Dici di volerti staccare dagli stereotipi della trap, però, proprio voi della DPG avete contribuito tanto...
«Stare in un gruppo significa scendere un po' a compromessi. Se c'è da fare un video e due so' vestiti col piumino griffato, non è che tu puoi indossare l'abito elegante. Avessi fatto un percorso da zero e da solo magari l'immaginario non sarebbe stato così trap, però è quello che ci ha contraddistinto, non lo rinnego. Poi, crescendo, o sei davvero fino al midollo in quel modo o sviluppi un tuo stile».
In “Rigor mortis” dici: «Sperano che fallisca e non sono pochi». È davvero così?
«Non è che nel mio ambiente siamo proprio gente che fa il tifo... però è chiaro che il verso sia un po' romanzato, non credo che ci stia gente che sta lì a cospirare.

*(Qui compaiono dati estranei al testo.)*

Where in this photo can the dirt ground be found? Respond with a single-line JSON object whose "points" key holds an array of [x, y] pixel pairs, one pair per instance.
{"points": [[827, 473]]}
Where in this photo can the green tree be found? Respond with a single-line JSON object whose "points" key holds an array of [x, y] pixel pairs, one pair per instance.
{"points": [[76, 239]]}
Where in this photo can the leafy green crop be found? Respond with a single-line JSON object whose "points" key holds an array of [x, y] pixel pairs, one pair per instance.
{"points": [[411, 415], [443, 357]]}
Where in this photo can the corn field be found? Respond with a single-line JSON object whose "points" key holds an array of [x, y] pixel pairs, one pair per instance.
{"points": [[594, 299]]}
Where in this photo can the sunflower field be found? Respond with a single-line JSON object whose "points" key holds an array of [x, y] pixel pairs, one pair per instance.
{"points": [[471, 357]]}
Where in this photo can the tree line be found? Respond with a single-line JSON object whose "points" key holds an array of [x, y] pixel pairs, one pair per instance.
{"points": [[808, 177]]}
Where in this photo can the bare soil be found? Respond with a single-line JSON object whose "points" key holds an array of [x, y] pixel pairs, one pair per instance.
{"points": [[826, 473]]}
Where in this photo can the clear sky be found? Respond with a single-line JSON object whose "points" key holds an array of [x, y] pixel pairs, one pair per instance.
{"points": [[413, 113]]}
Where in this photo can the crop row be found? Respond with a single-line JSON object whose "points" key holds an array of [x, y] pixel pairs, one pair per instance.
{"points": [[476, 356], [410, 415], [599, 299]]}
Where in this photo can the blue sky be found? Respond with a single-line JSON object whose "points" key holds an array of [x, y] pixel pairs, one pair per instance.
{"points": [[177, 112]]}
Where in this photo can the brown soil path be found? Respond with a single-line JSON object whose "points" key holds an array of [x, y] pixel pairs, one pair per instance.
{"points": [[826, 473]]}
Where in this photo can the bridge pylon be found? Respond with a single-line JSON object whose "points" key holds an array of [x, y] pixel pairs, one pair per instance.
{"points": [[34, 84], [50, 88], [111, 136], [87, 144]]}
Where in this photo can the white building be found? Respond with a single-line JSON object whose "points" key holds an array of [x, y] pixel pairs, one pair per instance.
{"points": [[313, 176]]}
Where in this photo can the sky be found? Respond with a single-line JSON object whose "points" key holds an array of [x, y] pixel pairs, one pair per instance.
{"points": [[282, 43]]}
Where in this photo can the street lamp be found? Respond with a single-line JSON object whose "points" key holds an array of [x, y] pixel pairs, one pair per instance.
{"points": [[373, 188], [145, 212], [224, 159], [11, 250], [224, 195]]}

Detto questo, uscire da un gruppo, cambiare nome, cambiare genere, non è proprio un cammino semplice e sicuramente c'è sempre qualcuno che fa festa se fallisci: sai, so' bello, so' alto, so' americano, rappo bene, canto benino, se poi ho pure successo inizio a rompe il c***o» (ride di gusto).
Ti vedremo anche dal vivo o 14 canzoni sono poche?
«No, no, io nei miei live posso cantare anche le canzoni della DPG. Spero che ci vedremo presto anche dal vivo».